New Users Guide

New Users Guide#

Welcome new user! This document will continue to be updated based on user feedback. This table quickly explains how to get things done in PyEarthTools

Step	Without PyEarthTools	With PyEarthTools
Obtaining and loading data	Manual download or open from disk + data cleaning	Use or adapt in-built fetchers and openers (no cleaning)
Process, subset, augment, tranform and normalise data	Custom code	Use pre-defined validated Pipelines
Present your data to PyTorch or another framework as a Python iterator	Custom code to iterate over data	Pipelines are iterators
Define a machine learning model	Clone someone’s repo or define your own	Use a ‘bundled model’ or write your own
Denormalise model outputs	Manual code	Pipelines are reversible
Model evaluation	Use a separate framework	Use pre-defined evaluation to generate standard scorecards

This approach also allows your research to be more targetted into varying only the part of the end-to-end process which you are investigating. By starting with a baseline implementation to provide a strong basis for comparison and modifying only the relevant step, you can undertake a more controlled investigative process, confidently generating results from experimentation along the way.

Installation#

We strongly recommend using either a Conda or Python virtual environment.

Conda environment

Run the following commands to install PyEarthTools in a Conda environment:

git clone git@github.com:ACCESS-Community-Hub/PyEarthTools.git
conda create -y -p ./venv python graphviz
conda activate ./venv
pip install -r requirements.txt
cd notebooks
jupyter lab

Python virtual environment

Run the following commands to install PyEarthTools in a Python virtual environment:

git clone git@github.com:ACCESS-Community-Hub/PyEarthTools.git
python3 -m venv ./venv
source venv/bin/activate
pip install -r requirements.txt
cd notebooks
jupyter lab

Optional dependencies

Install Graphviz (not installable via pip) to display pipelines.

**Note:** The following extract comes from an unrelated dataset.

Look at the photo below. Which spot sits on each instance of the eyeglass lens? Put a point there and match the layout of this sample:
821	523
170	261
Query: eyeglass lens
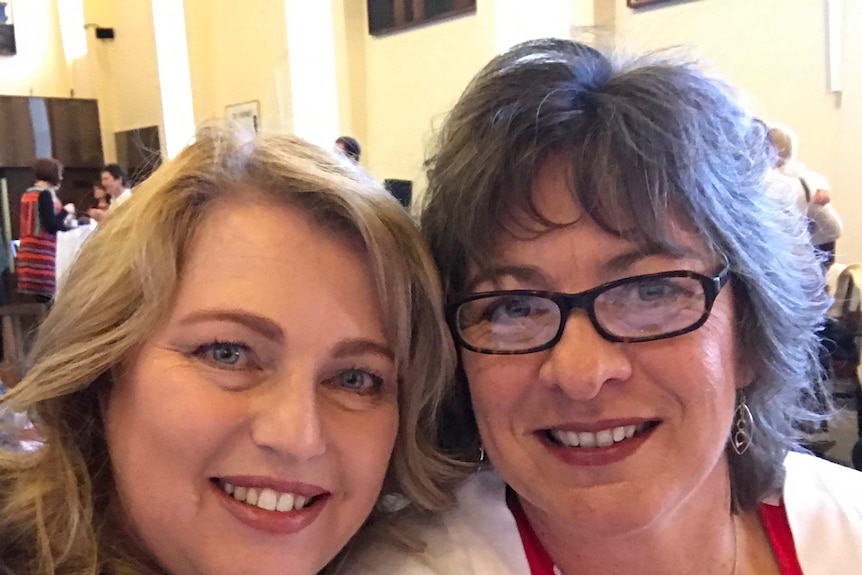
641	308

For other installation options, please refer to the installation guide.

Where to Start#

The tutorial “Train and run a simplified global weather model” is the best place to start if you are working in your own environment. This tutorial has been tested with a 4GB GPU, uses less than 3GB of training data, and each model training epoch will take between 10 and 25 minutes depending on your hardware. This tutorial will also work at NCI or on other HPC facilities.

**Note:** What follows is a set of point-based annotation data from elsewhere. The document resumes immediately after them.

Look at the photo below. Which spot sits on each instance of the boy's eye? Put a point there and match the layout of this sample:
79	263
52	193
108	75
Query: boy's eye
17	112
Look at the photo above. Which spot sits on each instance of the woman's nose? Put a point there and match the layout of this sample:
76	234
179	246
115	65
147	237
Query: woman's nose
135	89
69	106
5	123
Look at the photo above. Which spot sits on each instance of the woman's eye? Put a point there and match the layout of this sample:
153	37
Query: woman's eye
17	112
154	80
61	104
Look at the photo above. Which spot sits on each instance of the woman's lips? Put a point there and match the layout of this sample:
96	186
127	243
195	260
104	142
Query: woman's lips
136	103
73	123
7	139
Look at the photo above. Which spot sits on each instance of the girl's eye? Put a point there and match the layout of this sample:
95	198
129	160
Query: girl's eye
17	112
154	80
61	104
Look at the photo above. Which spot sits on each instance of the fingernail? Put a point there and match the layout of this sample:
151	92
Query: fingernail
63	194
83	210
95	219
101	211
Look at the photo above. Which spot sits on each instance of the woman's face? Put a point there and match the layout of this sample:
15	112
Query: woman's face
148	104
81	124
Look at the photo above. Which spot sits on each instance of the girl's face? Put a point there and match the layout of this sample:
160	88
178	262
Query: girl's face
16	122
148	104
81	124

If you are working at NCI, then “Blending Data from Multiple Sources” and “Working with Climate Data” are also good places to start. These tutorials both use very large data sets. These data sets are archived on disk at NCI so these tutorials are straightforward to run using NCI facilities.

Core Concepts in PyEarthTools#

A modelling project in PyEarthTools involves the following steps:

Fetching and loading data
Processing data for machine learning
Training a model
Evaluating the model

The “Train and run a simplified global weather model” tutorial demonstrates the first three of these steps. Guidance for new users on model evaluation will be added at a later date.